What might be the consequences on offspring neurodevelopment as a result of exogenous OXT administration at birth? OXT serves a variety of functions in the neonate, all broadly related to helping achieve a transition from the uterine environment to the gradual process of establishing homeostatic independence (6). These functions in the fetus/neonate are analogous to how OXT triggers the onset of maternal behavior in the mother’s brain (7). At birth, OXT serves to protect the fetal brain from the hypoxic conditions of birth by triggering a transient switch in γ-aminobutyric acid signaling (8), along with several other related functions (9–12). The process by which exposure to a hormone in early life produces an enduring effect in the developing organism is known as “hormonal imprinting,” which has been observed following OXT exposure (13). The neonatal period appears to be a sensitive period in terms of OXT’s actions within the brain (6, 13, 14). This suggests that changes in perinatal OXT signaling can alter developmental trajectory. Following birth and across development, OXT regulates a variety of social behaviors typically associated with affiliation, caregiving, and bonding (15). We therefore hypothesized that OXT exposure at birth could influence subsequent social behavior.
In humans, labor induction is associated with changes in neonatal behavior (16) and delayed motor development (17) in the acute phase soon after birth.
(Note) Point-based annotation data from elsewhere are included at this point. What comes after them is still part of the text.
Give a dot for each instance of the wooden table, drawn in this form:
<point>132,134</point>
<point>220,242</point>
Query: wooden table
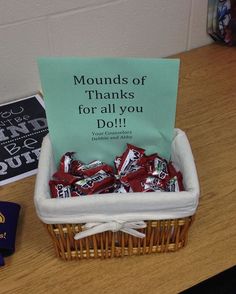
<point>206,110</point>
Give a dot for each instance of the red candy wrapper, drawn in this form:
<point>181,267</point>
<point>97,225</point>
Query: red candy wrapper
<point>65,162</point>
<point>136,172</point>
<point>65,177</point>
<point>147,184</point>
<point>75,167</point>
<point>92,168</point>
<point>59,189</point>
<point>130,158</point>
<point>96,183</point>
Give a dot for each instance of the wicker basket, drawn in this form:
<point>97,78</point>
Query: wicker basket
<point>161,236</point>
<point>167,215</point>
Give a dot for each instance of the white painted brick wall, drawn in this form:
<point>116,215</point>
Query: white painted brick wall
<point>150,28</point>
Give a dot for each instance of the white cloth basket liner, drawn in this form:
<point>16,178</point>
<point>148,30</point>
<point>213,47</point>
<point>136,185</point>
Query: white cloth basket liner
<point>117,206</point>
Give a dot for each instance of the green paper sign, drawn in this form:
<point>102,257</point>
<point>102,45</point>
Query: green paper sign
<point>95,106</point>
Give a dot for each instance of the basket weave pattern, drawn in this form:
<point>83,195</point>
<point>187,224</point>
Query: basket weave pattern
<point>161,236</point>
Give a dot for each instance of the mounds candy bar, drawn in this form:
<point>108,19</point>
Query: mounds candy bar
<point>129,158</point>
<point>135,172</point>
<point>117,162</point>
<point>59,189</point>
<point>120,188</point>
<point>160,168</point>
<point>65,162</point>
<point>96,183</point>
<point>65,177</point>
<point>175,183</point>
<point>75,167</point>
<point>92,168</point>
<point>148,184</point>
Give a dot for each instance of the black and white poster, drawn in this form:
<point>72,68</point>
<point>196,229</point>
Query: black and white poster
<point>23,125</point>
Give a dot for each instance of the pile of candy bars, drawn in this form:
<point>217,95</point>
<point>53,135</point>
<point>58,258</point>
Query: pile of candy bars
<point>133,172</point>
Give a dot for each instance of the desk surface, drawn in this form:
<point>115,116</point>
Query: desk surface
<point>206,110</point>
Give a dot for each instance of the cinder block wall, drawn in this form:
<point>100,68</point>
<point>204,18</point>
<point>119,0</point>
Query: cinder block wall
<point>138,28</point>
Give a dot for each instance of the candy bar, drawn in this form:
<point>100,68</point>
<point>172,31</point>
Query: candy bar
<point>129,158</point>
<point>92,168</point>
<point>65,162</point>
<point>147,184</point>
<point>65,177</point>
<point>135,172</point>
<point>59,189</point>
<point>96,183</point>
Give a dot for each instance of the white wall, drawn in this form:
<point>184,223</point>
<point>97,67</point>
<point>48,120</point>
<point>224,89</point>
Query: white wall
<point>140,28</point>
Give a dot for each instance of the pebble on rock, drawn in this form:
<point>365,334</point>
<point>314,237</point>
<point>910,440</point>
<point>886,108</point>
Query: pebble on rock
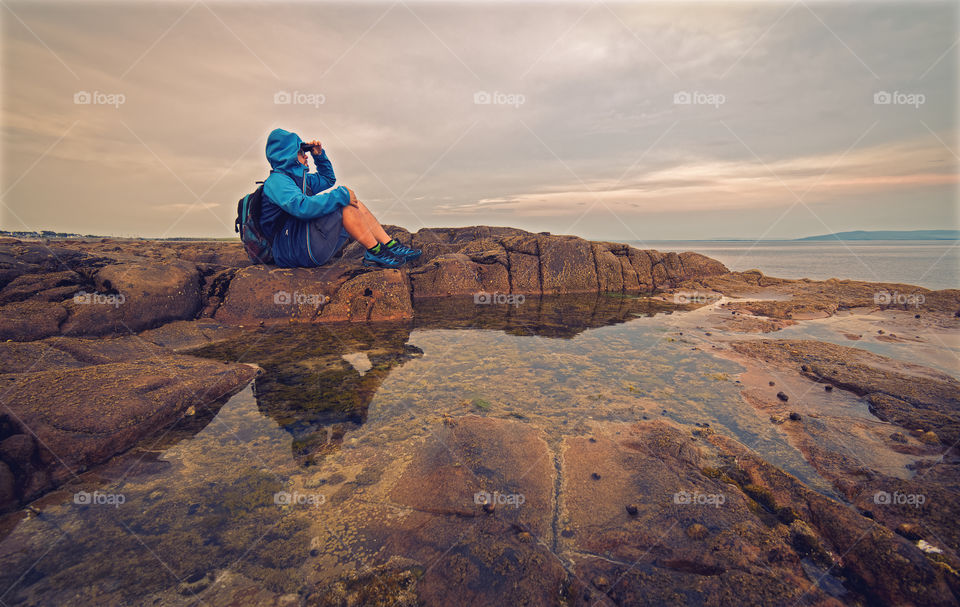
<point>697,531</point>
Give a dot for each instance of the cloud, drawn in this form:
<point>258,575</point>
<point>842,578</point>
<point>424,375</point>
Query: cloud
<point>598,126</point>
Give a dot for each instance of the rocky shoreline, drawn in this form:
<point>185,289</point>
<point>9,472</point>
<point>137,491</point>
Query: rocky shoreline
<point>100,352</point>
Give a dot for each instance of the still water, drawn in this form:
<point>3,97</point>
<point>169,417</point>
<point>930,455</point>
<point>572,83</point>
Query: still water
<point>930,264</point>
<point>253,486</point>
There has been little work done on the possible long-term consequences of OXT exposure beyond some inconsistent associations between maternal OXT administration (either induction or augmentation) and heightened risk for later development of autism in offspring (18–21). However, all of these associations have been correlational, and we do not know whether this association is due to the administration of exogenous OXT per se or the need for such administration is due to low endogenous OXT levels.
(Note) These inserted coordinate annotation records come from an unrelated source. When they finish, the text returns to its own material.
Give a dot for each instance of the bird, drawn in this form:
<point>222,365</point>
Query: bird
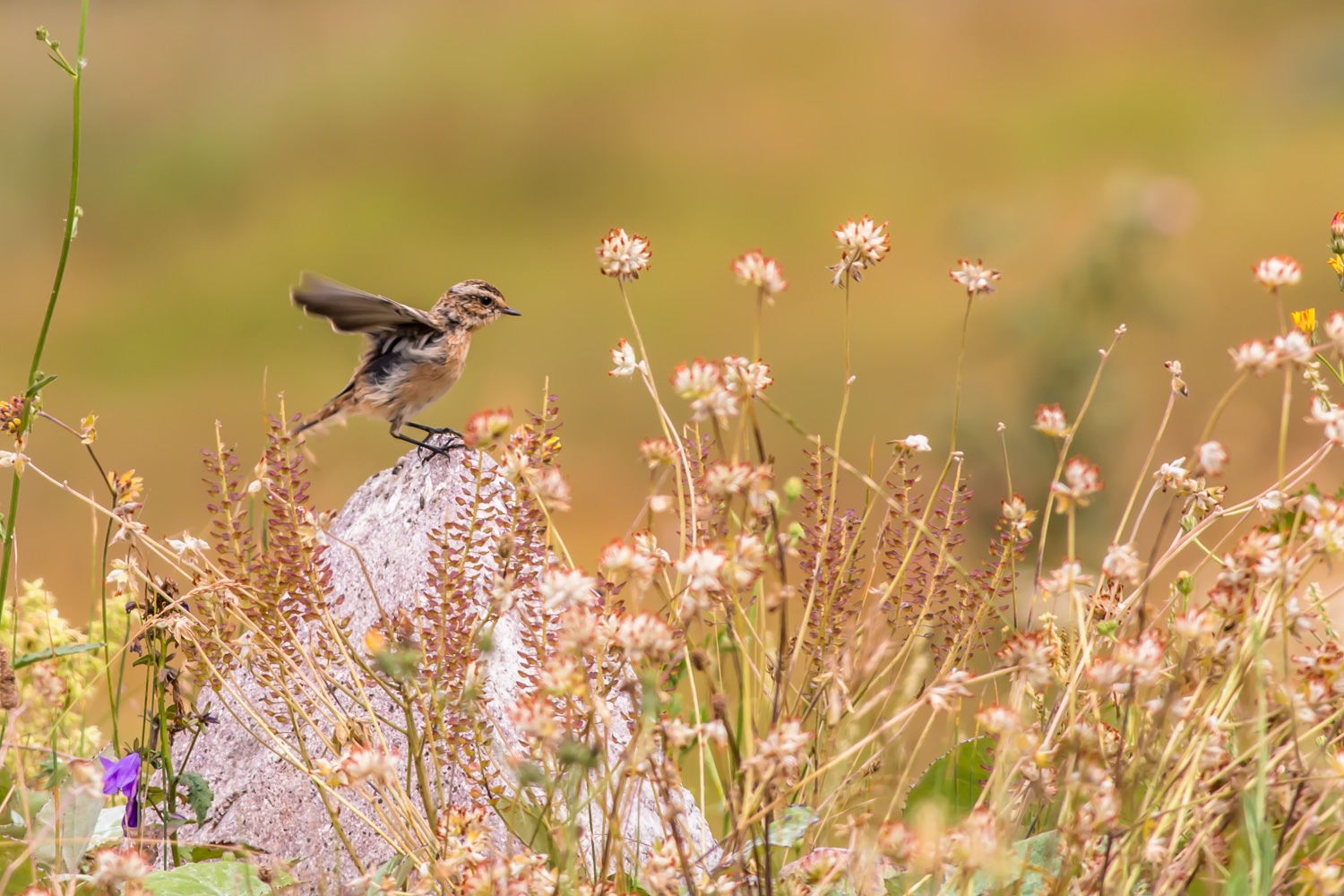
<point>413,357</point>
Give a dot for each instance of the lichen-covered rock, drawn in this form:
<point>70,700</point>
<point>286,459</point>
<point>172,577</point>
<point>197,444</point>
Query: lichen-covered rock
<point>382,538</point>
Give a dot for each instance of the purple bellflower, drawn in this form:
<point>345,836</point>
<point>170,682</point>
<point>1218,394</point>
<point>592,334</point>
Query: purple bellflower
<point>124,777</point>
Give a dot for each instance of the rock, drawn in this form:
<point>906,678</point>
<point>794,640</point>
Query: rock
<point>265,801</point>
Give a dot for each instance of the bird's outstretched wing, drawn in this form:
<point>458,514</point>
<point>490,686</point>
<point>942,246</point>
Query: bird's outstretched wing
<point>354,311</point>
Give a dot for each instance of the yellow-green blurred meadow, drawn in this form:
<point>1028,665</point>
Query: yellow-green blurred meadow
<point>1118,163</point>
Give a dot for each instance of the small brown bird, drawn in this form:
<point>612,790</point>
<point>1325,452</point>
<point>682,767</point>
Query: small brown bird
<point>413,357</point>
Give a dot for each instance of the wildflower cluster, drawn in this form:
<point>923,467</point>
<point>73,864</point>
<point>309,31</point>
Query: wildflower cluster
<point>728,696</point>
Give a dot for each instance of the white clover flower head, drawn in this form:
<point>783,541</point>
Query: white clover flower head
<point>1051,421</point>
<point>725,479</point>
<point>1277,271</point>
<point>862,245</point>
<point>624,255</point>
<point>1082,479</point>
<point>116,866</point>
<point>1172,473</point>
<point>744,378</point>
<point>187,544</point>
<point>754,269</point>
<point>623,357</point>
<point>976,279</point>
<point>1330,417</point>
<point>551,489</point>
<point>644,635</point>
<point>1271,503</point>
<point>486,429</point>
<point>1295,347</point>
<point>949,688</point>
<point>658,452</point>
<point>703,568</point>
<point>1064,579</point>
<point>1254,357</point>
<point>1123,564</point>
<point>999,720</point>
<point>1212,457</point>
<point>564,589</point>
<point>747,560</point>
<point>362,763</point>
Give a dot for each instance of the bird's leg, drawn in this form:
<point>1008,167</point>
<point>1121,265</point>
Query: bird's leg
<point>433,430</point>
<point>435,449</point>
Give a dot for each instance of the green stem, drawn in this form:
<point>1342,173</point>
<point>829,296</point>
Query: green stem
<point>7,549</point>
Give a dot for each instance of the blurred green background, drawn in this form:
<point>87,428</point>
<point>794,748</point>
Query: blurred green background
<point>1118,163</point>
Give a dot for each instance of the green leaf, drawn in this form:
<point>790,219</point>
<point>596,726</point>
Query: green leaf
<point>42,383</point>
<point>78,820</point>
<point>954,780</point>
<point>199,796</point>
<point>789,828</point>
<point>398,868</point>
<point>228,877</point>
<point>11,852</point>
<point>1035,874</point>
<point>51,653</point>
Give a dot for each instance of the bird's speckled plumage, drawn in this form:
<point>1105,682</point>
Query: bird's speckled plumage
<point>413,357</point>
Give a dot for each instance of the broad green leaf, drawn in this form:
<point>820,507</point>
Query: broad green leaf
<point>13,856</point>
<point>398,868</point>
<point>954,780</point>
<point>51,653</point>
<point>199,796</point>
<point>108,831</point>
<point>78,818</point>
<point>1035,874</point>
<point>226,877</point>
<point>789,828</point>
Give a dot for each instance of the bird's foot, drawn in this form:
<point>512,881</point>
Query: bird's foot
<point>435,430</point>
<point>441,450</point>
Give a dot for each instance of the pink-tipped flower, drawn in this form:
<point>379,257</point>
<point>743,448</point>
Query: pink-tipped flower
<point>862,245</point>
<point>623,357</point>
<point>624,255</point>
<point>367,763</point>
<point>564,589</point>
<point>486,429</point>
<point>976,279</point>
<point>913,444</point>
<point>1254,357</point>
<point>1212,457</point>
<point>754,269</point>
<point>1277,271</point>
<point>658,452</point>
<point>1051,421</point>
<point>1082,479</point>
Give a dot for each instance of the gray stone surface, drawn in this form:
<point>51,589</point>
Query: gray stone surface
<point>261,798</point>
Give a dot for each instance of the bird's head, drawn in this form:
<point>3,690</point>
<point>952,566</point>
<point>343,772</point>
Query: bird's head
<point>473,304</point>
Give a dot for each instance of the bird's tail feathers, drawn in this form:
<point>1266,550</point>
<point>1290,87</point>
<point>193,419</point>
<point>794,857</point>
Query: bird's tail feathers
<point>338,405</point>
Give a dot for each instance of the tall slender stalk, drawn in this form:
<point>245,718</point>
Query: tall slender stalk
<point>72,218</point>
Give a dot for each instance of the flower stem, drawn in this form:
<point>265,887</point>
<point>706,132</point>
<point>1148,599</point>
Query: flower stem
<point>7,546</point>
<point>961,363</point>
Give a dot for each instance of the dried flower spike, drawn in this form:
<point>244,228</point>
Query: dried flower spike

Here, we used the monogamous prairie vole to experimentally investigate the effects of maternally administered OXT in the immediate prepartum period on the brains and behavior of offspring. As a proof of concept, we tested whether maternal administration of a single IU of OXT (0.03 mg/kg) would produce acute physiological effects in the fetus (plasma OXT levels and c-fos immunoreactivity in the brain). Second, we sought to confirm fetal physiological sensitivity to maternal OXT without the confounding influence of induced uterine contractions and hence tested fetal heart rate following removal from the uterus while still maintaining the umbilical connection. Next, we tested how long-lasting consequences of OXT could be established in the fetal brain via changes to the epigenetic regulation of the OXT receptor (Oxtr) following a single administration of OXT (0.125 to 0.5 mg/kg, administered once on the expected day of delivery). Last, we used the intermediate dose of OXT (0.25 mg/kg) administered maternally on the day of delivery to explore the effects on offspring brain and behavior. The range of doses chosen for this study was based on previous work from our laboratory that used 0.4 mg/kg of OXT administered to voles daily (22) and 1 mg/kg administered once to pups on the first postnatal day (15, 23). Prairie voles have relatively high levels of plasma OXT (24), so the doses used in the present work are high by the standards of other species but still below threshold to induce labor in the vole.
RESULTS
The fetus is sensitive to maternally administered OXT
In experiments 1 and 2, we measured acute physiological responses of the fetus to maternal OXT administration to establish fetal sensitivity to maternal OXT. Maternally administered OXT (0.03 mg/kg) on the expected day of delivery resulted in increased fetal plasma OXT levels (experiment 1, P < 0.05; Fig. 1A) as well as an increase in neuronal activity in two OXT-sensitive regions, the paraventricular nucleus and supraoptic nucleus, both located within the hypothalamus (P < 0.05 for both comparisons; Fig. 1, B and C). Since OXT produces acute bradycardic effect in adults (25), we assessed the acute effect of OXT on heart rate in fetal voles in experiment 2. Similar to adults, direct administration of OXT (0.25 mg/kg) to vole fetuses produced an acute bradycardic response 5 min after injection (experiment 2, P < 0.05; Fig. 1D). Next, we tested whether maternally administered OXT would have a similar effect. To remove the confounding influence of uterine contractions restricting blood supply and thereby slowing fetal heart rate, we removed fetal pups from the uterus and excised them via laparotomy while still maintaining a connection to the maternal circulation via the umbilical cord (experiment 2b; Fig. 1E). Intraperitoneal administration of OXT to the dam produced a rapid decrease in fetal heart rate (Fig. 1F). The fetal heart rate decline continued over the course of the 5-min recording, an effect not seen in the group treated with saline vehicle (SAL) (P < 0.01; Fig. 1G). Pretreatment with the OXT antagonist L-368,899 (OTA) completely abolished this effect (P < 0.01, Fig. 1G). There were no effects of sex on fetal heart rate. OTA also led to a higher resting heart rate in the fetus, which suggests a tonically bradycardic role for OXT. Thus, we conclude that the fetal vole pup is acutely sensitive to maternally administered OXT.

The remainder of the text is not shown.